Price: different among 4 P’s of marketing mix

Marketing mix contains 4P’s i.e. Product, Promotion, Price and Place. All P’s are important for the marketing of the product, but the importance of price is different from other 3 P’s. As every Marketer do a lot of expense to manufacture a new product, to communicate its benefits to potential customers /consumers through promotion and to distribute product to different parts of the home and foreign country. Price is the only element which helps the marketer to overcome all the expenses and get profit.

Detail about the price and its importance

Price of a product refers to the amount of money customers have to pay to obtain product. Price is also an important factor affecting the success or failure of a product in the market.

The marketers have to properly analyse the following factors regarding the pricing of the product

Product Cost: Pricing decision is affected by the cost of preparing the product, to launch it in the market. Total cost of the product is the sum of fixed cost, variable cost and semi-variable cost.

The utility and Demand: Marketers keep the price of the product according to its use and demand in the market. If the product is highly demanded in the market then its price could be high to earn better profit.

Extant of competition in the market: If the market is highly competitive then one wrong decision could give failure to the product in the market. In the case of highly competitive market, price of the product must be kept below or similar to the competitor.

Government and legal regulation: To keep the fair competition and to protect the interest of the public, Government can intervene and regulate the price of commodities.
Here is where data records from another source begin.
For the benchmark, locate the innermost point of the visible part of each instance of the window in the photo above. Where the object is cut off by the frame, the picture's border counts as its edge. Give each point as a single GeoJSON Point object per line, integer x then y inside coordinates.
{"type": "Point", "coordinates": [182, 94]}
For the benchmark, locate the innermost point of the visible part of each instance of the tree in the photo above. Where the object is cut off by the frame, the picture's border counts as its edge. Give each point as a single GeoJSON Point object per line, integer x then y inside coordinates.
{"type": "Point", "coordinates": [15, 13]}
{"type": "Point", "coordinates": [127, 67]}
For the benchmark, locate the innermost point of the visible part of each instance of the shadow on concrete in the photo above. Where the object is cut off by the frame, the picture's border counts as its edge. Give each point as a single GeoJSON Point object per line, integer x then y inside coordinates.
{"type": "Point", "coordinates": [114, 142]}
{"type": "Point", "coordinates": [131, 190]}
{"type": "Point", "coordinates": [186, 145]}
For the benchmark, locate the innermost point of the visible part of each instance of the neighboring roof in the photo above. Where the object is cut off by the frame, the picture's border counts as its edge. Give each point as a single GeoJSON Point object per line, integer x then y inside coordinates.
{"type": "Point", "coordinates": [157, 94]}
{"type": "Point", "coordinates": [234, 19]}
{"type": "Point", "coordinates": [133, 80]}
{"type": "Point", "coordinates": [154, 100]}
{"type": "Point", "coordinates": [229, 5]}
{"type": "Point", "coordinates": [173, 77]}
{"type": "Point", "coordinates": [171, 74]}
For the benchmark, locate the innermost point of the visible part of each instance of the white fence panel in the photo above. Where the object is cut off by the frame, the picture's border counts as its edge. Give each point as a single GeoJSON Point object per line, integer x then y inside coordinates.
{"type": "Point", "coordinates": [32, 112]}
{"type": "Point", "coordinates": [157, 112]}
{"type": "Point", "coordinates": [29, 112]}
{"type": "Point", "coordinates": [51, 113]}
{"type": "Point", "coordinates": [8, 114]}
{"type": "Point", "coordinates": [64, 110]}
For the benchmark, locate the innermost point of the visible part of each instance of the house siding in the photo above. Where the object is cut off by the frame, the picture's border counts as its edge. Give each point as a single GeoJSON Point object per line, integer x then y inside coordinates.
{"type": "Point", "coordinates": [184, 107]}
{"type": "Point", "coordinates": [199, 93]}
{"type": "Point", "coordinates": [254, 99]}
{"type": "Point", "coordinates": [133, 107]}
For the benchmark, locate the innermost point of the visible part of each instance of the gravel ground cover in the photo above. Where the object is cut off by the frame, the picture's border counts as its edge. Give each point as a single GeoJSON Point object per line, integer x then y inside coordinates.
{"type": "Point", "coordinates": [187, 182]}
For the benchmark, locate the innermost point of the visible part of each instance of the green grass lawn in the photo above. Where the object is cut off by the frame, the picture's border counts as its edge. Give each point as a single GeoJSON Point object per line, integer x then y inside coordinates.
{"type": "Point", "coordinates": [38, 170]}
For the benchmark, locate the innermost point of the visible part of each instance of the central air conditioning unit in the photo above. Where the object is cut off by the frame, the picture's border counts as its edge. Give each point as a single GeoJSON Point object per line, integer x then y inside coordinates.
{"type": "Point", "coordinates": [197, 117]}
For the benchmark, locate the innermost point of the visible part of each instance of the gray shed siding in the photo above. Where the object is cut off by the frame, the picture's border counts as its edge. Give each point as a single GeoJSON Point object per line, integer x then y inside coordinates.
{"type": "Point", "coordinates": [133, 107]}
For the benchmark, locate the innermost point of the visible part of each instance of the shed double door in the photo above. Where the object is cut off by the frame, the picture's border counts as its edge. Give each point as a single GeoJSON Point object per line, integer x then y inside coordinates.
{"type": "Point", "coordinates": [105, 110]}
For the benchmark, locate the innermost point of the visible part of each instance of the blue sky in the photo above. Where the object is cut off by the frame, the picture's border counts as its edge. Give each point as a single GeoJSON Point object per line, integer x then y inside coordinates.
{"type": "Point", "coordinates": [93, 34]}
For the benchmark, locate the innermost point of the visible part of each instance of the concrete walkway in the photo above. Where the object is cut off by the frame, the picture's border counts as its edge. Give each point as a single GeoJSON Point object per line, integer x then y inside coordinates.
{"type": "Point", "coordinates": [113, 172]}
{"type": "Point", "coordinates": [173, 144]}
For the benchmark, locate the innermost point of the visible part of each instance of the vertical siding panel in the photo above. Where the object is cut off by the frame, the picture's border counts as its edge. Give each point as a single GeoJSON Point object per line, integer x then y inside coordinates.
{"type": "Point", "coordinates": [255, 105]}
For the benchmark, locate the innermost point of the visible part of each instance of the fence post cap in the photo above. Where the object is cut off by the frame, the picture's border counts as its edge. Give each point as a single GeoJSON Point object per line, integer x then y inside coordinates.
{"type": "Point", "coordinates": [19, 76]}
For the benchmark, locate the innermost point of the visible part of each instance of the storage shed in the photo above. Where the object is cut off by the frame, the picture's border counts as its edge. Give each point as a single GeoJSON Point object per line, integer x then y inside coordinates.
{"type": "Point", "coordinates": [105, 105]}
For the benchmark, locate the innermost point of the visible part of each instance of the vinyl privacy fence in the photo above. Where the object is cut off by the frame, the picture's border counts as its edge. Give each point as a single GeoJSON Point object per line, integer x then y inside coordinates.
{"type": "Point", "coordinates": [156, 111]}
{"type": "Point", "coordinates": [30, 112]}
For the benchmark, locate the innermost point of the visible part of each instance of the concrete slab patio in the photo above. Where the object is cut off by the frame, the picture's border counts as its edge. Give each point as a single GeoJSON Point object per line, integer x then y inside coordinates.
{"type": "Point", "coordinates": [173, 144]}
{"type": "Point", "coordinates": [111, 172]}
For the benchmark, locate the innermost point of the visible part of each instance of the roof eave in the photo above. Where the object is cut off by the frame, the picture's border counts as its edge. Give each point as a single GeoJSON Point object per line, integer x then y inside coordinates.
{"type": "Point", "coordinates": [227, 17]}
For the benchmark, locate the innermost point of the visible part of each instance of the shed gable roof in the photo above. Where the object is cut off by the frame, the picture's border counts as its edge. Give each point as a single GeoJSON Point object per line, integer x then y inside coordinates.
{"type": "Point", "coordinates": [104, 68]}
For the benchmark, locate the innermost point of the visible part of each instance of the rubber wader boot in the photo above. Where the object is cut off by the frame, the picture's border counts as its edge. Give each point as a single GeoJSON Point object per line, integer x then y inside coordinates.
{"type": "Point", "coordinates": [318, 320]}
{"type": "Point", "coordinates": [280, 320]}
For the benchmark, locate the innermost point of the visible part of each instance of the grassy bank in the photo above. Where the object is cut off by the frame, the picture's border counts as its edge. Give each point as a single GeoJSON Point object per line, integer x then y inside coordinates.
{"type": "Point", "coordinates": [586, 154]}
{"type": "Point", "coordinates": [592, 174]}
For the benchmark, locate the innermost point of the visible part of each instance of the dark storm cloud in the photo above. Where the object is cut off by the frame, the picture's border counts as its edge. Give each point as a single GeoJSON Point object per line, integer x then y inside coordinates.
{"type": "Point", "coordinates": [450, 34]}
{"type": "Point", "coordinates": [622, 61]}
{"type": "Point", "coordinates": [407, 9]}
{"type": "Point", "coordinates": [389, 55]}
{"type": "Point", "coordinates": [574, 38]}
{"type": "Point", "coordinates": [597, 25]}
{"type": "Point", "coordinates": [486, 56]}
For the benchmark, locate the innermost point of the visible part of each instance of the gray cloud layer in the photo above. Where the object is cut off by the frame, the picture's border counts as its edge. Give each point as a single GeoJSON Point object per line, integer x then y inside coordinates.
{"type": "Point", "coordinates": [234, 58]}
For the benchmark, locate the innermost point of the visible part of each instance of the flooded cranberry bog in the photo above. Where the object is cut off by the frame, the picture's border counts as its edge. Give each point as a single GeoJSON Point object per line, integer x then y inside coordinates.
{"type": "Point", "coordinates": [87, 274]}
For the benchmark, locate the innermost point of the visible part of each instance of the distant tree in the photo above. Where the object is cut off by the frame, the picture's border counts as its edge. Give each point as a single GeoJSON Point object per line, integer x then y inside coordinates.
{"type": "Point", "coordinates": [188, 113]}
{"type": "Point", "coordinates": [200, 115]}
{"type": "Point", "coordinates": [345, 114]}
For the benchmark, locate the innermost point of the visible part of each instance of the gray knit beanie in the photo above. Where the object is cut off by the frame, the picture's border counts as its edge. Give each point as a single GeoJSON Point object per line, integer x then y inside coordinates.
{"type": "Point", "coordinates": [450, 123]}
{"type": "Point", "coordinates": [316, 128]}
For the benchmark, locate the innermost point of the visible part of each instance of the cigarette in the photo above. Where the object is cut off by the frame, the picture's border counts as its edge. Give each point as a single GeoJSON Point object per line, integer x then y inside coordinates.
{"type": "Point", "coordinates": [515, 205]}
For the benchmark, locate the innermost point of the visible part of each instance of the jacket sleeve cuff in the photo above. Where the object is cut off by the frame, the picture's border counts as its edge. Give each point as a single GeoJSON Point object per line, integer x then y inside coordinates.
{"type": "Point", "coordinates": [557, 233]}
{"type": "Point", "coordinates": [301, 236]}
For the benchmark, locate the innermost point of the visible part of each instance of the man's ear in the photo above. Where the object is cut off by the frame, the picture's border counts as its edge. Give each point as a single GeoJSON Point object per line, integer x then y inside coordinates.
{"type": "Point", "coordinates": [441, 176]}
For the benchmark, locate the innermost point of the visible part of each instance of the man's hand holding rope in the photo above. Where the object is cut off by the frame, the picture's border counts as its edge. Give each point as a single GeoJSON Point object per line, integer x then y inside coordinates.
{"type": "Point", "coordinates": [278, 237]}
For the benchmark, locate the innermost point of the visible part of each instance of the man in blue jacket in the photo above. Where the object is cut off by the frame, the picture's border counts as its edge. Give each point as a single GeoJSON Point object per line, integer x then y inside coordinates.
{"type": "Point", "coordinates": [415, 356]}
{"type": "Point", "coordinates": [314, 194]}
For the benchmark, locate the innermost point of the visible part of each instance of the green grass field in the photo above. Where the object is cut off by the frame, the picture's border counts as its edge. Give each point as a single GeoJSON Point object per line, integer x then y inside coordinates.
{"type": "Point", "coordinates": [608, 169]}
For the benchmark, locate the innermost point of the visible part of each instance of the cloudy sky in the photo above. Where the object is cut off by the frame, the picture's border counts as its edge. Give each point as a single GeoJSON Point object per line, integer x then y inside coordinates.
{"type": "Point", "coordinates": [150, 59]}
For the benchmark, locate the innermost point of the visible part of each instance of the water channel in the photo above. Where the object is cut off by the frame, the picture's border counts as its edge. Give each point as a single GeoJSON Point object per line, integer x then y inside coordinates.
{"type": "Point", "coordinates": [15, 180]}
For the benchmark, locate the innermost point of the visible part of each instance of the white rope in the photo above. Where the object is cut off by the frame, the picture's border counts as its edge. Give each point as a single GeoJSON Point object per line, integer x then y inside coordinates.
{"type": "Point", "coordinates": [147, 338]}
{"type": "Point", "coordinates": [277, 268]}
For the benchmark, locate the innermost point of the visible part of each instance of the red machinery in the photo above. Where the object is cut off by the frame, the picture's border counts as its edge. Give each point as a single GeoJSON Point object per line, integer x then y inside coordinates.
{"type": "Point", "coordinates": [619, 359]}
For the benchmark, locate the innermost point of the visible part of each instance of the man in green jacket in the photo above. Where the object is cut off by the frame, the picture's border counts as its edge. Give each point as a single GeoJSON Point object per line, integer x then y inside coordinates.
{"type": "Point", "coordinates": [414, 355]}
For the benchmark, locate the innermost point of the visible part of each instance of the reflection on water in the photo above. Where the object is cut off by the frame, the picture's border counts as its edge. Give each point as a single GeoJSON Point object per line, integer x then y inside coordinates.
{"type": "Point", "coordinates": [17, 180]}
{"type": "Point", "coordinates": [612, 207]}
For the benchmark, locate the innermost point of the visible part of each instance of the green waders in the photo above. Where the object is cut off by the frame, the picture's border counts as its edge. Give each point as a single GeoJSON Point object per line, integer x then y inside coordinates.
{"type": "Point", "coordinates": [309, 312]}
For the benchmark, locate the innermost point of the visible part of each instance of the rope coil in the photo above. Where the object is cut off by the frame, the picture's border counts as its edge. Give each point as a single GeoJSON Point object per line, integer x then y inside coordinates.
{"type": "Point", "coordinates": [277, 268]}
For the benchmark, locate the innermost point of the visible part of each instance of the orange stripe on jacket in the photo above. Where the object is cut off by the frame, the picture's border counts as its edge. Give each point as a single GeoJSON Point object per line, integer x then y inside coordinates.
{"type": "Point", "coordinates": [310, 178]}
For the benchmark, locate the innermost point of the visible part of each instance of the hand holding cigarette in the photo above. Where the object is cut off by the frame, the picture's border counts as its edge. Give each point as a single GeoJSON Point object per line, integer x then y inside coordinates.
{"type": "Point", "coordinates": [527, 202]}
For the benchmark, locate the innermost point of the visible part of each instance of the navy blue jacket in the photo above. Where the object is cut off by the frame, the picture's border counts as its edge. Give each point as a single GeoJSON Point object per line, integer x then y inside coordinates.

Pricing objectives: Generally the objective is stated to be maximizing the profits. But there is a difference in maximizing profit in the short run and in the long run. If the firm decides to maximize profits in the short run, it would tend to charge maximize price for its products. But if it is to maximize its total profit in the long run, it would opt for a lower per unit price so that it can capture larger share of the market and earn greater profits through increased sales. Apart from profit maximization, the pricing objectives of a firm may include obtaining market share leadership, surviving in a competitive market, Attaining product quality leadership.

Marketing methods used: Price fixation process is also affected by other elements of marketing such as distribution system, quality of salesmen employed, quality and amount of advertising, sales promotion efforts, the type of packaging, Product differentiation, credit facility and customer services provided.

So, Marketers should keep the price of the product after analyzing all the factors of pricing, to get success in the market.